Structured agents for physical construction
This work addresses the challenge of developing AI agents capable of intuitive physics and planning for physical construction, which is incremental as it builds on existing deep reinforcement learning methods with structured enhancements.
The paper tackled the problem of physical construction tasks using deep reinforcement learning agents, finding that agents with structured representations and policies outperformed less structured ones and generalized better to larger scenes, with model-based agents using Monte-Carlo Tree Search excelling in the most challenging problems.

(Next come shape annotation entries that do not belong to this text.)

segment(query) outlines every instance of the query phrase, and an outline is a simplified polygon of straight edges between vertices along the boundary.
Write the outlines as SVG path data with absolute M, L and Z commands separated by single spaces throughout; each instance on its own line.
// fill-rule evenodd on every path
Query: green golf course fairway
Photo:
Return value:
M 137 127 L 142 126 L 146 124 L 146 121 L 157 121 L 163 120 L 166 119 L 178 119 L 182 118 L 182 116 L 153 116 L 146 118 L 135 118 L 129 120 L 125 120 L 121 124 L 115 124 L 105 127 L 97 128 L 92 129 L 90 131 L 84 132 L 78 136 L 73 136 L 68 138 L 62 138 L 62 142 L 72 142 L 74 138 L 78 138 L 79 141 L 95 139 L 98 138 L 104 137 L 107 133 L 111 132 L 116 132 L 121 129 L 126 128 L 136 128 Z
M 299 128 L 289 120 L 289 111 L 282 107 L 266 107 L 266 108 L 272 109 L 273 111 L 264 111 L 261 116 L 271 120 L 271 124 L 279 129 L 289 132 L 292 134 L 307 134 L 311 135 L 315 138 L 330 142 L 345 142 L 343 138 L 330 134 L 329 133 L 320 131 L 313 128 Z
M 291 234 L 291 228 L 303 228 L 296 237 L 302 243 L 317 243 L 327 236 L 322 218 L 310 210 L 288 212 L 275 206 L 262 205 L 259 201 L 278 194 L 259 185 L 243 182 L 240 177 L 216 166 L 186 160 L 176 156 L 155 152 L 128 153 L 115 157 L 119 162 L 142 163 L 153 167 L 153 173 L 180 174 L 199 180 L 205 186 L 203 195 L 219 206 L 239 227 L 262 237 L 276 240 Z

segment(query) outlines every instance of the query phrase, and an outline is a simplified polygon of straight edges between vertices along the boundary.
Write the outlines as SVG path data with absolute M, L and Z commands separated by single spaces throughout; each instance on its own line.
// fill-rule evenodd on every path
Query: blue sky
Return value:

Physical construction---the ability to compose objects, subject to physical dynamics, to serve some function---is fundamental to human intelligence. We introduce a suite of challenging physical construction tasks inspired by how children play with blocks, such as matching a target configuration, stacking blocks to connect objects together, and creating shelter-like structures over target objects. We examine how a range of deep reinforcement learning agents fare on these challenges, and introduce several new approaches which provide superior performance. Our results show that agents which use structured representations (e.g., objects and scene graphs) and structured policies (e.g., object-centric actions) outperform those which use less structured representations, and generalize better beyond their training when asked to reason about larger scenes. Model-based agents which use Monte-Carlo Tree Search also outperform strictly model-free agents in our most challenging construction problems. We conclude that approaches which combine structured representations and reasoning with powerful learning are a key path toward agents that possess rich intuitive physics, scene understanding, and planning.